The PAS scores were almost similar for thickened water and ORS jelly, and no aspiration was observed in either sample. Nevertheless, there were 15 cases (41.7%) of penetration with thickened water and 11 cases (30.6%) with ORS jelly; thus, complete safety of the ORS jelly cannot be guaranteed for all patients with dysphagia. However, these participants had penetration with thickened water but not with ORS, or had penetration with both. Therefore, the results suggest that patients with dysphagia who can consume thickened water may have a low risk of aspiration when they consume commercially available ORS jelly without adding food thickener. However, it should be carefully noted that since OS-1 Jelly is a mixture of water and crushed jelly in the pouch, the physical properties may not be uniform if it is not well mixed.
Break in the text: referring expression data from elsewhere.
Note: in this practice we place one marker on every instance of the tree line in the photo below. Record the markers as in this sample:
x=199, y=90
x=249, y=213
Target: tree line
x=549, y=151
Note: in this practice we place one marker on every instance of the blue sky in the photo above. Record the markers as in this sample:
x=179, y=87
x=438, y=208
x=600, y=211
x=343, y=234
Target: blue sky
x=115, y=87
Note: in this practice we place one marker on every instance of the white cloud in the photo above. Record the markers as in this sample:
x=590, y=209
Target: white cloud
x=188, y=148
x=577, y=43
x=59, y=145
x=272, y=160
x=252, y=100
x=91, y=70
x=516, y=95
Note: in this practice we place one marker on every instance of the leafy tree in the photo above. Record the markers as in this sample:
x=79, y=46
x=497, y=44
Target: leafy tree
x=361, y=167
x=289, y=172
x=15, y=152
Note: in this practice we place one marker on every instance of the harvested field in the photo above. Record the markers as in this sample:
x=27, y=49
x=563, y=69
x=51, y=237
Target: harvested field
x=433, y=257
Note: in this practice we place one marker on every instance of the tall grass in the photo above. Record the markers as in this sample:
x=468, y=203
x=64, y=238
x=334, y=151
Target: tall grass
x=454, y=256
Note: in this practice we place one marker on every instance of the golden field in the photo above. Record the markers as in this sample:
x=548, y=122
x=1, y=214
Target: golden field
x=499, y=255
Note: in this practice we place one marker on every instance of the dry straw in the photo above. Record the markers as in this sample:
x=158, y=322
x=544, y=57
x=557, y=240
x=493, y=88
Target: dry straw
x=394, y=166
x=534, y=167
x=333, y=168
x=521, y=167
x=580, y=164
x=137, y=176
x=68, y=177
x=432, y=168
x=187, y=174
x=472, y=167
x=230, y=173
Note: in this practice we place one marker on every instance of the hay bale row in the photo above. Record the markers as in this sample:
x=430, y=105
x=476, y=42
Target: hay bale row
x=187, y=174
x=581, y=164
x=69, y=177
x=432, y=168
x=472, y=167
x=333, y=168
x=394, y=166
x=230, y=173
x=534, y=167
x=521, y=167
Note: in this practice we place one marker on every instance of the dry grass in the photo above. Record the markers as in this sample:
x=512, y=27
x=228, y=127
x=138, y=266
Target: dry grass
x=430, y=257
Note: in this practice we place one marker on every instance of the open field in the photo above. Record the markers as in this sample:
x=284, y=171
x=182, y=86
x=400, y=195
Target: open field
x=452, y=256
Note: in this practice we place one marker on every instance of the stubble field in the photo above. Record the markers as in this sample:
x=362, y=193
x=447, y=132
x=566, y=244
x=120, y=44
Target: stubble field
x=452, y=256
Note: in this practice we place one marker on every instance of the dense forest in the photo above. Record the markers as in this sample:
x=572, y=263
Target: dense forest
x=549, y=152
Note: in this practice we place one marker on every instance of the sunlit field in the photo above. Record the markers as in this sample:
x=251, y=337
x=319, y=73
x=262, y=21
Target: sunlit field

There are some limitations to this study. First, patients with more varied levels of dysphagia are needed to assess in detail the swallowing function and condition of patients who can safely consume ORS jelly. Second, patients with dysphagia were given thickened water and ORS jelly orally and were compared to determine whether there were differences in swallowing dynamics. In principle, thickened water is tasteless and odorless, although there may be some change in taste depending on the adjustment of the food thickener. In contrast, ORS jelly has a slightly salty taste, but it is less salty than the drink type. Nevertheless, when observing swallowing dynamics, the influence of taste could not be completely eliminated. Third, OS-1 Jelly is a product of a Japanese company; therefore, it may be difficult to obtain in some countries.

Conclusion

In patients with dysphagia, the time until the swallowing reflex was induced and the position of food bolus that triggered swallowing reflex were significantly earlier for ORS jelly than for thickened water. Pharyngeal residues were significantly lower with ORS jelly than with thickened water. Furthermore, aspiration or penetration was observed at the same level. Although ORS jelly requires uniform mixing before intake owing to the physical properties of fluid and jelly, the results suggest that patients with dysphagia who can swallow thickened liquid modified to IDDSI level 2 may have a low risk of aspiration even if they consume ORS jelly as is.

Abbreviations

DSS, Dysphagia Severity Scale; FOIS, Functional Oral Intake Scale; IDDSI, International Dysphagia Diet Standardization Initiative; ORS, oral rehydration solution; PAS, Penetration-Aspiration Scale; VE, videoendoscopic evaluation.

Data Sharing Statement

The datasets generated and analyzed during the current study are not publicly available due to their containing information that could compromise the privacy of the participants but are available from the corresponding author on reasonable request.

Consent for Publication

Written informed consent for publication of their details was obtained from the study participant.

Acknowledgments

OS-1 is the registered trademark of Otsuka Pharmaceutical Factory, Inc. in Japan and other countries.

Author Contributions

All authors contributed to the study conception and design. Conceptualization: Kazuharu Nakagawa; Methodology: Kazuharu Nakagawa; Project Administration: Kazuharu Nakagawa and Kanako Yoshimi; Investigation: Akira Yoshizawa and Kota Aritaki; Data Curation: Kazuharu Nakagawa; Formal analysis: Kazuharu Nakagawa; Visualization: Kazuharu Nakagawa and Kanako Yoshimi; Writing-original draft presentation: Kazuharu Nakagawa and Kanako Yoshimi; Writing-review and editing: Kanako Yoshimi, Kohei Yamaguchi and Ayako Nakane; Supervision: Haruka Tohara. All authors contributed to data analysis, drafting or revising the article, have agreed on the journal to which the article will be submitted, gave final approval of the version to be published, and agree to be accountable for all aspects of the work.

Funding

This study was funded by Otsuka Pharmaceutical Factory, Inc. Tokushima, Japan. OS-1 Jelly was offered free of charge by Otsuka Pharmaceutical Factory, Inc. Tokushima, Japan.

Disclosure

The authors report no conflicts of interest in this work.